Our high school son’s entry in this year’s science fair went out the door this week. There’s nothing else to do. In fact, he’s already presented it.
Our middle-school daughter is participating in this year’s social studies fair. Her project is not due until after Christmas.
The social studies and science fairs may be two different competitions based on two different academic disciplines, but as far I’m concerned, their differences are non-existent. Both fairs have the same effect on our house. They each have the potential to spin our lives out-of-control faster than our dog Rodney spins when it’s time for a walk.
I’m just thankful my wife is able to take on her customary role as “Chief Fair Pesterer” and “Display Board Brain-Stormer.” Otherwise, I would be in charge and our kids would be in far more trouble than usual.
Take last year, for instance. We had a science fair meltdown. I had to take over supervision at the last-minute after my wife broke her right wrist the weekend before our son’s project was due.
On second thought, “broke” isn’t really the right word to describe what she did to her wrist. “Shattered” would be more accurate. She fell on it awkwardly – twice – while attempting to walk Rodney in the middle of an ice storm.
It was a long weekend that featured an ambulance ride to the emergency room, pain medication that didn’t work, a two night hospital stay and surgery. She ended up with a contraption bolted to her forearm that would make Dr. Frankenstein proud. In fact, we took to calling it her Franken-wrist.
That’s why I got nervous when weather forecasters started predicting ice earlier this week.
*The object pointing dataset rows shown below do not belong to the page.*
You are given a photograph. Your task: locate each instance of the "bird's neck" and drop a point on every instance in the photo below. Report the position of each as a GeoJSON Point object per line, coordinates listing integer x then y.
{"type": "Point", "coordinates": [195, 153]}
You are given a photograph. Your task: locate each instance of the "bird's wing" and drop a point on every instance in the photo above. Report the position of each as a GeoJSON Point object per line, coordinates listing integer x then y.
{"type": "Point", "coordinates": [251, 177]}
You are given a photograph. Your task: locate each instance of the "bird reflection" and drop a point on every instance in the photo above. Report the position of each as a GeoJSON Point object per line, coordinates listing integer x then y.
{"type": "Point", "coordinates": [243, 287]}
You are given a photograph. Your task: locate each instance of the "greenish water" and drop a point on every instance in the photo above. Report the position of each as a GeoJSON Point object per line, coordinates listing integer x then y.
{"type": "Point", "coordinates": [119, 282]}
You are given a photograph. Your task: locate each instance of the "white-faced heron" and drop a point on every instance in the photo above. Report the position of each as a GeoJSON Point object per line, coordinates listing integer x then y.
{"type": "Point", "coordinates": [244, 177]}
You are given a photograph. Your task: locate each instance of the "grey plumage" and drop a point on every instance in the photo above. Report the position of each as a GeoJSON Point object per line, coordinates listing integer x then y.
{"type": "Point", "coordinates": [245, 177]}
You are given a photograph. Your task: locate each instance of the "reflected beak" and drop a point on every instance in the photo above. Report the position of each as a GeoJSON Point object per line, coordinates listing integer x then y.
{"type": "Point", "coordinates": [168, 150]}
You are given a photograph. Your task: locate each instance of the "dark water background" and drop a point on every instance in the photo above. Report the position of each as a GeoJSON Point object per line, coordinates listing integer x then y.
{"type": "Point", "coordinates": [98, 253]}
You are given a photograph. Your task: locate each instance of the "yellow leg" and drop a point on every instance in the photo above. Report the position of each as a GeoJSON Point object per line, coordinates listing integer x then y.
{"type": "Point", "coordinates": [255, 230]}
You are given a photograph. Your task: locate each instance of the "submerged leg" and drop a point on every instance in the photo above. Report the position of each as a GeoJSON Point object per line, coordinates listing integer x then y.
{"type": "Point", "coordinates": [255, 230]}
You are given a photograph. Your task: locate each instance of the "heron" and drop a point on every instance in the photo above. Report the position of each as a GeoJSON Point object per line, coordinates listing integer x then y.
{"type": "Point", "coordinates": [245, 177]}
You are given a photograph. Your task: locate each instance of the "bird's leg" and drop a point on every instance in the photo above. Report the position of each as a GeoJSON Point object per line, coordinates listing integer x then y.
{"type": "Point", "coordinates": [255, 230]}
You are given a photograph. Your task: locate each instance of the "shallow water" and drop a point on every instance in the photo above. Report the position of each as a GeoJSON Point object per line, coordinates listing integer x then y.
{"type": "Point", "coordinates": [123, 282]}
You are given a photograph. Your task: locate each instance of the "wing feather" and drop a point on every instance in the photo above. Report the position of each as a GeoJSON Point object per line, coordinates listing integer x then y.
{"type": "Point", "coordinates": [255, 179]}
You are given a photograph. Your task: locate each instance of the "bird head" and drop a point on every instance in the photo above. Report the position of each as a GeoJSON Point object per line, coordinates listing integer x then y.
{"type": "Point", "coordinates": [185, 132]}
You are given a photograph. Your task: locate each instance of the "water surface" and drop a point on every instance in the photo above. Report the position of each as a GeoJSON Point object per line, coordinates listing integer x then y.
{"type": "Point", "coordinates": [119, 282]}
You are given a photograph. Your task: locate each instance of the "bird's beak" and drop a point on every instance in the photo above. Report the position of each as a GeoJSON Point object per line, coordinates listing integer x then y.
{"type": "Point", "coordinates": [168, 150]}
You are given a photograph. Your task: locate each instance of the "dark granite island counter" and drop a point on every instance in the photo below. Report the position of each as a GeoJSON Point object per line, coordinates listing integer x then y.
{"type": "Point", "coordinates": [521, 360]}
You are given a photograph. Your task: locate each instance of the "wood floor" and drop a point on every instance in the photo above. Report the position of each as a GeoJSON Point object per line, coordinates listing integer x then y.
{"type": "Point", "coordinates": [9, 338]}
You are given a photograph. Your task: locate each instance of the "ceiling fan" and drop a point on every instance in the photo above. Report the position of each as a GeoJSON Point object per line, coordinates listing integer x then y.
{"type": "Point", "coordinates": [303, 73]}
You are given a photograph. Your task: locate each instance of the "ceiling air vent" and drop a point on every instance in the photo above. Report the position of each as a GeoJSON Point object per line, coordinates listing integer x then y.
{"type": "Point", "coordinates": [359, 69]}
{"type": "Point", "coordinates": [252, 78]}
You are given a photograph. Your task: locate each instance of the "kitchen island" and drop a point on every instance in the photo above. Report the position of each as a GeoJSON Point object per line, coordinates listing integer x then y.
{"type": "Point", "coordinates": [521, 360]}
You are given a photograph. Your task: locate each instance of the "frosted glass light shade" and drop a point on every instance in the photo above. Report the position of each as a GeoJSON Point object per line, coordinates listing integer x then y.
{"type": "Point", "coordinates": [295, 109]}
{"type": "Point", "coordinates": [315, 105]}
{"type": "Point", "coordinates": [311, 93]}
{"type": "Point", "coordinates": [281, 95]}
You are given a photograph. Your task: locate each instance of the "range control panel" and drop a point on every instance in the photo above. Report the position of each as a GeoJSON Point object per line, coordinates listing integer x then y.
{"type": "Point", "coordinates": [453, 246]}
I feared a repeat of last year when (a) my wife, from her hospital bed and in excruciating pain, encouraged me to check the ink in our printer; (b) I cavalierly dismissed her concerns; (c) our printer predictably ran out of ink the night before our son’s project was due; (d) I had to go to considerable trouble to find a store open late that had the right cartridges, and finally; (e) I had to endure the “I told you so” conversation.
This year (and I’m incredibly thankful for this) my wife was tanned, rested and ready. And so was our printer. I just wish our son had been.
Just when I thought I could skip out the door on my way to the midnight shift at work without having to lift a science fair finger, our son stuck out his leg and tripped me. The night before his project was due, he decided he needed more data to support his conclusion.
While my wife rounded up the neighbors, I ended up spending far too much time trying to persuade my co-workers to participate in his project and texting my son the results.
Still, when I arrived back home in the morning, my wife clearly had everything under control. In other words, it was a usual frantic morning spent at first encouraging our kids and finally threatening them to get in the car to make it to school on time.
The only other part I played in this year’s sprint to the science fair finish line was simple. I carefully placed our son’s display board in the back of the car and waved goodbye.
I’m still not clear of the wringer, though. There’s the upcoming social studies fair to contend with and I’ve got to keep my wife healthy and intact for it. So if there’s any ice in the forecast between now and then, it will be worth taking over the potentially wrist-breaking dog walking duties to keep her that way.